BeyondChron’s Randy Shaw takes exception to the conclusion of a recent op-ed by Gabriel Metcalf, president of SPUR. Metcalf draws a straight line from the 1980s to the present in San Francisco, indicting the progressive agenda, grown in this liberal microcosm, for ironically urging housing policies against its own long term self interest. “As the city got more and more expensive, progressive housing policy shifted gradually to a sad, rearguard movement to protect the people already here from being displaced.”
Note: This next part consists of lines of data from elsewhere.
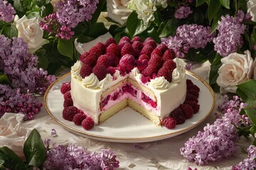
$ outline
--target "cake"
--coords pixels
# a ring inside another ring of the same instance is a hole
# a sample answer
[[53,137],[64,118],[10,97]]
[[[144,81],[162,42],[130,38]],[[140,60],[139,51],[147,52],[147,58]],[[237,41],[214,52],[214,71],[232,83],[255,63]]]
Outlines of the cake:
[[[71,81],[67,84],[70,89],[65,91],[62,87],[62,93],[68,91],[70,96],[64,107],[76,113],[70,118],[66,113],[71,111],[64,108],[63,118],[73,120],[80,113],[85,120],[90,118],[90,126],[130,107],[153,123],[172,128],[198,110],[199,89],[186,80],[183,61],[150,38],[142,42],[139,37],[124,37],[118,44],[110,38],[97,43],[71,67]],[[76,119],[75,124],[82,124],[82,118]]]

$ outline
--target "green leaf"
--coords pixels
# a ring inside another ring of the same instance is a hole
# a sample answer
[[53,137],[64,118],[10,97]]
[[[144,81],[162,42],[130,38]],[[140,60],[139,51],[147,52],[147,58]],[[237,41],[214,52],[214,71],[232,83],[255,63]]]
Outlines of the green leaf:
[[38,132],[33,129],[29,134],[23,146],[27,164],[40,166],[46,159],[46,147]]
[[230,0],[220,0],[220,1],[223,6],[228,9],[230,8]]
[[210,23],[213,18],[218,14],[218,11],[221,7],[219,0],[210,0],[208,8],[208,18]]
[[149,23],[145,26],[142,20],[138,18],[138,15],[135,11],[132,12],[127,18],[127,29],[131,37],[142,33],[149,26]]
[[12,39],[14,37],[18,37],[18,30],[14,25],[6,25],[3,28],[1,34]]
[[74,45],[71,40],[58,39],[58,50],[63,55],[73,59],[73,55],[74,52]]

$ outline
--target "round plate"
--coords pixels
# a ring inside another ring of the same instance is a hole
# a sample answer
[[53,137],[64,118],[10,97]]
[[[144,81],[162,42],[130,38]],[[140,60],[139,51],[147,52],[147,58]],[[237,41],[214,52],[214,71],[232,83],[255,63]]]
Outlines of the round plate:
[[[70,81],[70,74],[66,74],[52,84],[44,96],[44,104],[48,113],[58,123],[72,132],[95,140],[115,142],[144,142],[160,140],[183,133],[202,123],[211,113],[215,105],[215,96],[210,86],[201,77],[186,71],[186,78],[192,80],[201,91],[199,93],[200,110],[192,118],[186,119],[174,129],[157,126],[127,107],[107,121],[95,125],[90,130],[62,118],[63,96],[60,93],[63,82]],[[170,96],[171,97],[171,96]]]

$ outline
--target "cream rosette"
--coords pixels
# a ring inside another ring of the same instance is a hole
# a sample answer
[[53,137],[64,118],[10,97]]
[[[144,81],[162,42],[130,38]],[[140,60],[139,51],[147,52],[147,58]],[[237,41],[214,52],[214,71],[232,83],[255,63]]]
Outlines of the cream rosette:
[[237,85],[242,84],[252,77],[253,60],[250,51],[244,55],[231,53],[221,59],[222,66],[218,73],[217,84],[220,86],[220,92],[235,93]]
Metcalf sets this against a backdrop of a strong regional economy, with one of the “most powerful engine[s] of job creation in the country” located next door. And for that reason, he urges “A regional solution, in which all cities do their part to accommodate regional population growth [which] would be far more effective than trying to solve our affordability problems inside the boundaries of a handful of cities.” These days, the shortcoming of housing supply manifests in ways like San Francisco missing its affordable housing needs allocation by a mile.
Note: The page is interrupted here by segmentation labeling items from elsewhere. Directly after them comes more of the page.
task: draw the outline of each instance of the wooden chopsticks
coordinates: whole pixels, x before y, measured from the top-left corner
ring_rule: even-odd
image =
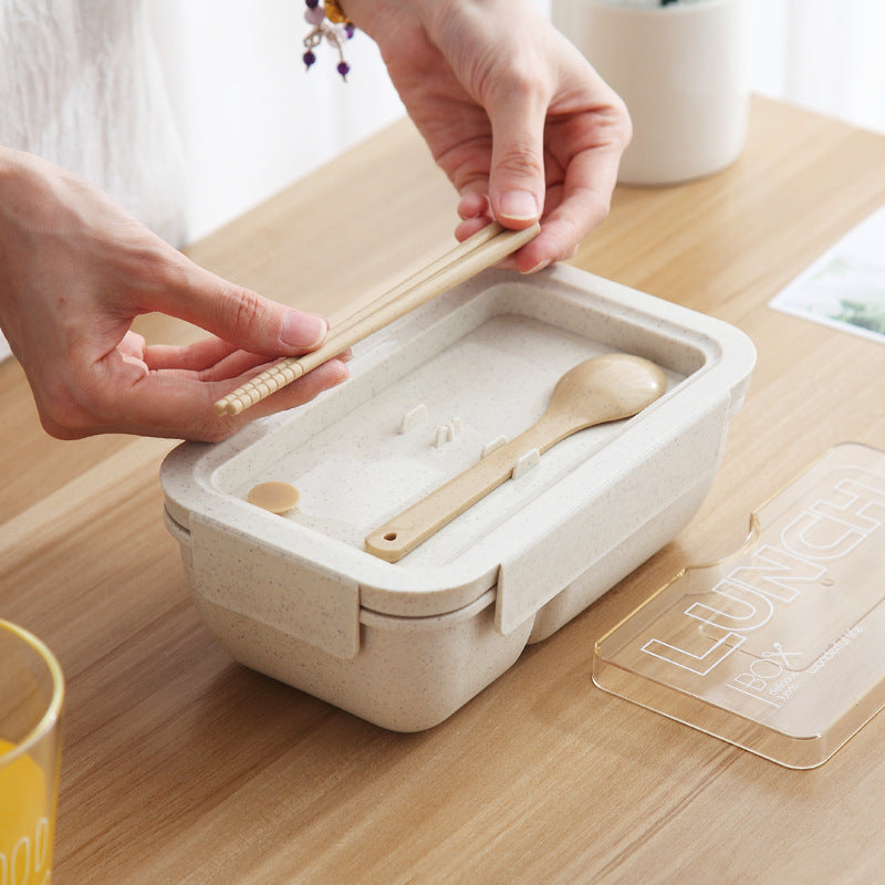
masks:
[[[537,223],[524,230],[508,230],[497,222],[488,225],[330,330],[317,350],[304,356],[283,357],[219,399],[215,404],[216,413],[239,415],[394,320],[497,264],[534,239],[540,229]]]

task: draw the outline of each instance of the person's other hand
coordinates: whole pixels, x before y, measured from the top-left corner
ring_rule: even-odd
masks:
[[[378,44],[434,158],[461,195],[459,239],[490,218],[542,221],[516,256],[570,258],[607,215],[631,123],[621,98],[528,0],[345,0]]]
[[[190,346],[147,345],[131,325],[152,311],[211,334]],[[325,321],[220,279],[86,181],[3,148],[0,326],[43,427],[60,439],[222,439],[347,375],[332,360],[242,415],[216,415],[212,404],[269,361],[316,347]]]

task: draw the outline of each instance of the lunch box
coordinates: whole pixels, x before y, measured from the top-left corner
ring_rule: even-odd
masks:
[[[527,452],[402,560],[366,551],[535,421],[569,368],[612,352],[659,365],[666,393]],[[430,728],[685,528],[754,358],[738,329],[575,268],[485,271],[356,345],[340,387],[178,446],[166,524],[235,659],[384,728]],[[268,481],[298,506],[249,503]]]

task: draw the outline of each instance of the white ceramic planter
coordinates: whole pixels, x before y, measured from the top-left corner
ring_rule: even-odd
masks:
[[[747,12],[746,0],[554,0],[553,23],[629,110],[620,181],[675,184],[738,158],[750,98]]]

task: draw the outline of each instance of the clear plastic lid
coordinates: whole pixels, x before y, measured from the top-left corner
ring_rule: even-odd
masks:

Shaw, a lifelong advocate of the San Francisco progressive agenda, acknowledges the thoughtfulness of Metcalf’s analysis, but largely tracks two California state laws before attributing the problem to the California association of realtors. In 1996, the California legislature enacted Costa-Hawkins in response to the spread of vacancy control (which, at the time, was enacted in five California cities). Costa-Hawkins was implemented as a compromise, exempting certain kinds of units entirely, and other kinds of units under certain circumstances.
Shaw argues that a regime of vacancy control (i.e., a world where Costa-Hawkins never existed) would have had a more positive impact on housing affordability than, for instance, the production of all proposed housing units from the 1980s to present. (And, while the absolute price of those units would indeed be lower, this does seem to gloss over the anguish of fighting over listings, in a manner perhaps akin to vying for affordable and below market rate housing.)
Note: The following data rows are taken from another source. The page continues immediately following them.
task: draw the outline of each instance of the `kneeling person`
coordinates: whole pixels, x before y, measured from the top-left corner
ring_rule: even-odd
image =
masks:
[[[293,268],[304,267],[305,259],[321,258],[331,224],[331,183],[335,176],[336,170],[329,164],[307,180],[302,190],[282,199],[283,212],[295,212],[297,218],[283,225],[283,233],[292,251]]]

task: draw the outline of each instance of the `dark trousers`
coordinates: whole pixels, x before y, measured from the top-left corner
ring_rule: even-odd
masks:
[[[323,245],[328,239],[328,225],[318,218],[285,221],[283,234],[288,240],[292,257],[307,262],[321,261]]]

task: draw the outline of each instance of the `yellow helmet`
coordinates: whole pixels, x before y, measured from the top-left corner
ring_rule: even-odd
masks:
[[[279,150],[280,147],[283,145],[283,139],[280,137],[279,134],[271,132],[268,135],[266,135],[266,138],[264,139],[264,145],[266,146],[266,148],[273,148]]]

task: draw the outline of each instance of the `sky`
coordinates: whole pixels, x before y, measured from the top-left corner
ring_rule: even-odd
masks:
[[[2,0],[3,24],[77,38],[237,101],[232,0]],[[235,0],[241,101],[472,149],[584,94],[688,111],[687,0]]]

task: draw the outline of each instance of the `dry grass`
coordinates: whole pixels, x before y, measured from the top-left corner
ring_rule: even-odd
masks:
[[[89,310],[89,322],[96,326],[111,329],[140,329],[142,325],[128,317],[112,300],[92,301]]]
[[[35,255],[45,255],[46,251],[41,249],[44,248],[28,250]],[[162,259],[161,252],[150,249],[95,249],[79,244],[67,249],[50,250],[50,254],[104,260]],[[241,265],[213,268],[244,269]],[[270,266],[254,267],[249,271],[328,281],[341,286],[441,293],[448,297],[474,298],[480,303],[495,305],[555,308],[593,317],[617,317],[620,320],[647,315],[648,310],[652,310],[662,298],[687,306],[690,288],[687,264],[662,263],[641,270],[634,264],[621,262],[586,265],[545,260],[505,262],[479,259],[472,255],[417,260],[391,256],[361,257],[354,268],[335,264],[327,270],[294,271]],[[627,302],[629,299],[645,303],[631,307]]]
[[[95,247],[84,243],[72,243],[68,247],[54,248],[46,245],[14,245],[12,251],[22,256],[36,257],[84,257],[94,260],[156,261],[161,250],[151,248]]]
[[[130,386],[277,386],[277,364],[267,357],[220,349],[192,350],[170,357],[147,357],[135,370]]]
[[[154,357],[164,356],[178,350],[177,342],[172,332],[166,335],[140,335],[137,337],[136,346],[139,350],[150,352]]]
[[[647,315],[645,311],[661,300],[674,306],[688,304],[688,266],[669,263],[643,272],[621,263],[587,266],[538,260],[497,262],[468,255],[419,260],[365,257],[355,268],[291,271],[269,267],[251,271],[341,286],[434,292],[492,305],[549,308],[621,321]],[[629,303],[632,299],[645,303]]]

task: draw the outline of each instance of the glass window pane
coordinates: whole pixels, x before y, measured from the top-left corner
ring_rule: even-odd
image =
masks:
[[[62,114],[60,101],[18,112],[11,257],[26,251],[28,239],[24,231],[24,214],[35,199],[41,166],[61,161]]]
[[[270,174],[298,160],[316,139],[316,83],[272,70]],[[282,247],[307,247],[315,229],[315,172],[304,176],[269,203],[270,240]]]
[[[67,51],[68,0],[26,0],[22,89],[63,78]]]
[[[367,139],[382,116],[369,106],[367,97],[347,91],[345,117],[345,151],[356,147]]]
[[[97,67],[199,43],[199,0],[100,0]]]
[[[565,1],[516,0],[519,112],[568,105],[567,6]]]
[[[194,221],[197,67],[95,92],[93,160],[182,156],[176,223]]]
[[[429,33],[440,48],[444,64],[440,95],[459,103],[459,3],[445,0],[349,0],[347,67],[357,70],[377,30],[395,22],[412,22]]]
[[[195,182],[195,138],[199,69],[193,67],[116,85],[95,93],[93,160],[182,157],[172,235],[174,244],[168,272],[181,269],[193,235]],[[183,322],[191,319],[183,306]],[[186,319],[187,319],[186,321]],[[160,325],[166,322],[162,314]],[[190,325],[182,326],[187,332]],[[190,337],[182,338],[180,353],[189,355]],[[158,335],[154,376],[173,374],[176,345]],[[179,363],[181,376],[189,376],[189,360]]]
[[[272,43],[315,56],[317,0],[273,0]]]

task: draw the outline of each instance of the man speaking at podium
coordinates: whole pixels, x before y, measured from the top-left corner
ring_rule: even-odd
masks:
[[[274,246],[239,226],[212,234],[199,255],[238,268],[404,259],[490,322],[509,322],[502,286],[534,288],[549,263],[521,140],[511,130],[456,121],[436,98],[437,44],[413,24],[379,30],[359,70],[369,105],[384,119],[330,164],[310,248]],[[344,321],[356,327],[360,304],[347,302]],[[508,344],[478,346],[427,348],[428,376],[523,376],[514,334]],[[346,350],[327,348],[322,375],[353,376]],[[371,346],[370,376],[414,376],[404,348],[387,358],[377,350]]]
The second state law is the Ellis Act, which Shaw interprets as an eroding of the rent-controlled rental housing supply (particularly pernicious in neighborhoods like North Beach and the Castro where few affordable housing units are being built). However, unlike, e.g., condominium conversion or certain demolitions, the Ellis Act does not actually eliminate rent-controlled rental housing, functioning more like a five-year “reset button” on the rental rate.
That said, the Ellis Act and Costa-Hawkins certainly belong in any conversation about San Francisco’s housing crisis, where tenancies preserved at the lowest rents under the aegis of Costa-Hawkins essentially become targets for Ellis Act withdrawals. If rent-control reform is a necessary step toward mitigating the housing crisis, Ellis Act evictions will go down as the prices of long-term rent-controlled tenancies go up.